We also need to strengthen the mechanisms to review the progress made, so we can correct course when necessary. A review and follow-up mechanism is yet to be fully discussed and defined. However, an important part of this is to align the existing regional and global review mechanisms to also monitor the SDGs. At UNECE we conduct a number of review mechanisms such as Innovation Performance Reviews and Environmental Performance Reviews. They help to create action. Following the recommendations of the second Environmental Performance Review of Croatia, the authorities introduced a comprehensive package for cleaner transport. It works. We can use these existing instruments as part of a regional and global review and follow-up mechanism to track progress towards the SDGs.
Translating global commitments into concrete actions puts a strong premium on stronger international cooperation. This is needed to translate global goals into new and common norms, standards and conventions that can assist countries, citizens and companies to take action. We need to step up our cooperation to create cleaner air, safer cars and water cooperation, just to mention a few of the conventions we host at UNECE. And we must strengthen our ability to implement these conventions, norms and standards.
This also puts new pressure on the UN. While I hope the SDGs will help us to significantly change the world, I know they will help us to change the UN. We must reform, dismantle the silos and strengthen the synergies across the multiple UN organisations and entities. We must work together to establish “centres of excellence” in support of each and every SDG. It puts heavy responsibilities on all of us working at the UN. However, Member States must also do their part with funding modalities to support cooperation and less focus on individual mandates for different parts of the UN. With the 2030 Sustainable Development Agenda we have one global agenda—a global mandate—and Member States must allow us to use it to shape a stronger and more effective UN.
However, when all this is said, the most decisive precondition for success is to ensure that world leaders did not only go to New York to adopt the goals but that they returned home with the political will to develop concrete national plans on how to implement them. 15 years is not a long time, and the goals are extremely ambitious. We will only succeed if all countries develop specific and measurable national sustainability goals; and prioritize and implement concrete plans for sustainable development. Goals are good; plans are needed, as well as new ways of working.

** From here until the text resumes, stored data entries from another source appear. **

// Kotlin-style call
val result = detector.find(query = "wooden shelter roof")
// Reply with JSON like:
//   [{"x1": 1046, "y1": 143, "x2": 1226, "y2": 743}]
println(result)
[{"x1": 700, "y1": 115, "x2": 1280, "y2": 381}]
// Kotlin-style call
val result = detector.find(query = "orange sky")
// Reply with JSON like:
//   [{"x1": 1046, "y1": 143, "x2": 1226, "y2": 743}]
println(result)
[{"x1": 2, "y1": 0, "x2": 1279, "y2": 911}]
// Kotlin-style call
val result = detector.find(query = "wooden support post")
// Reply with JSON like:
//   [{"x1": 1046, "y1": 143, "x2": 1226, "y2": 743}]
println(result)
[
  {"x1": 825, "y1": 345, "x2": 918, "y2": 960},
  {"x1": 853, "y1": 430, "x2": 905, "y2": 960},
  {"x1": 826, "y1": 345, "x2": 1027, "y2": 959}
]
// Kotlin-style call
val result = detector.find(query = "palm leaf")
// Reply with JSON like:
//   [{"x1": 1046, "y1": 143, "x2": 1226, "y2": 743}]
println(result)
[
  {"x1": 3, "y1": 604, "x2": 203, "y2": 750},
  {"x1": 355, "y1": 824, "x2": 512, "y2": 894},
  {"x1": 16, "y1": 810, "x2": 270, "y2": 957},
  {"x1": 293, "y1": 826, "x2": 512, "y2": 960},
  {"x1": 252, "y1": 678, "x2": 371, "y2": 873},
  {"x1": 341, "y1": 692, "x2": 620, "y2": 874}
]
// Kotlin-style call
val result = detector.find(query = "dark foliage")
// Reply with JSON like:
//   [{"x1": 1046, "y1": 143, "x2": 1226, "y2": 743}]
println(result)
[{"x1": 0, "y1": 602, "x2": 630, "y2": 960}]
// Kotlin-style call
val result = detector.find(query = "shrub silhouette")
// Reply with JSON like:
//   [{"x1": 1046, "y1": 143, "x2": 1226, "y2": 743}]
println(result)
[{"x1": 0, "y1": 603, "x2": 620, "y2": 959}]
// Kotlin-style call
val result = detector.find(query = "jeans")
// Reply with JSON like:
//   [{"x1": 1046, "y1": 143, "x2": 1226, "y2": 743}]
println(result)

It was a long journey to agree on the 2030 Sustainable Development Agenda. But the journey towards ensuring that we do indeed build new partnerships, bring peace and prosperity to all people and protect the planet is much longer.
Let us take it together.
If you wonder why the animal accompanying my blog is a cow, it is because cows are fascinating animals; the cows of our host country, Switzerland, are famous for their quality; and because I am still a farmer, and miss the cows I had in Denmark. Now I got one back.